Parce que nous défen­dons la démo­cra­tie et les prin­cipes qui la fondent, nous, orga­ni­sa­tions de la société civile, appe­lons toutes celles et tous ceux qui par­tagent ces prin­cipes à expri­mer leur atta­che­ment à la jus­tice et à l’État de droit en se ras­sem­blant le samedi 12 avril 2025 dans toutes les villes de France.

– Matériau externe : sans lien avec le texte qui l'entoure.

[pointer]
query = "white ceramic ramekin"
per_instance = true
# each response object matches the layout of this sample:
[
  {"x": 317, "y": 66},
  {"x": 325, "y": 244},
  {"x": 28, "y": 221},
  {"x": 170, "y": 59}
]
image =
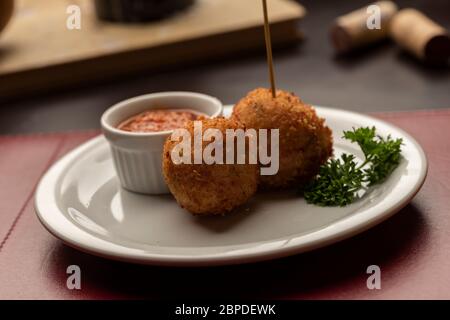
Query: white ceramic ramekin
[{"x": 138, "y": 156}]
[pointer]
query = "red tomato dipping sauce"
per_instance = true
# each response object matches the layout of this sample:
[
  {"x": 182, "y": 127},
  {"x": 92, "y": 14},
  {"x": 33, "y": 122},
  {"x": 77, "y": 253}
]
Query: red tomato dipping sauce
[{"x": 159, "y": 120}]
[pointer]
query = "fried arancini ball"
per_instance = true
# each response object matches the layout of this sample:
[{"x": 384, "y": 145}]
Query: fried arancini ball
[
  {"x": 209, "y": 189},
  {"x": 305, "y": 142}
]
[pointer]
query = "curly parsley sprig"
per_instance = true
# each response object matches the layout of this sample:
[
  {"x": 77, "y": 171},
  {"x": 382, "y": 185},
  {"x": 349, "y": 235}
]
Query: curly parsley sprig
[{"x": 340, "y": 180}]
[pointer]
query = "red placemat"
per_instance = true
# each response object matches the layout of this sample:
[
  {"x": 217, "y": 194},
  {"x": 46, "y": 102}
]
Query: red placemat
[{"x": 411, "y": 248}]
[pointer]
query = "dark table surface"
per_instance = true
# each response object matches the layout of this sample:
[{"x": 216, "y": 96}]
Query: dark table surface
[{"x": 380, "y": 79}]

Organisations signataires :

Amnesty inter­na­tio­nal France, Association des Parents et futurs parents Gays et les­biens (APGL), ATTAC, Au Tambour !, Cercle Olympe de Gouges, La Cimade, Collectif Alertes Féministes, Collectif Golem, Collectif natio­nal pour les Droits des Femmes, Comité marche du 23 mai 1998 (CM98), Confédération Générale du Travail (CGT), Coordination 75 des Sans Papiers (CSP75), Démocratie Ouverte, Fédération des Associations Générales Etudiantes (FAGE), Fédération Indépendante Démocratique Lycéenne (FIDL), Fondation Copernic, France Fraternités, France terre d’a­sile, FSU, Greenpeace France, Jalons pour la Paix, Ligue de l’Enseignement, Ligue des Droits de l’Homme (LDH), LOBA, Mouvement contre le Racisme et pour l’Amitié entre les Peuples (MRAP), Nous Toutes, Nos ser­vices publics, Osez le fémi­nisme !, Oxfam France, le Planning Familial, Réseau d’Action contre l’Antisémitisme et tous les Racismes (RAAR), SOS Homophobie, SOS Racisme, Stop Homophobie, Syndicat de la Magistrature, Syndicat des Avocats de France (SAF), Transparency International France, Union Etudiante, Union Maintenant, Union Nationale des Etudiants de France (UNEF), Union syn­di­cale Solidaires.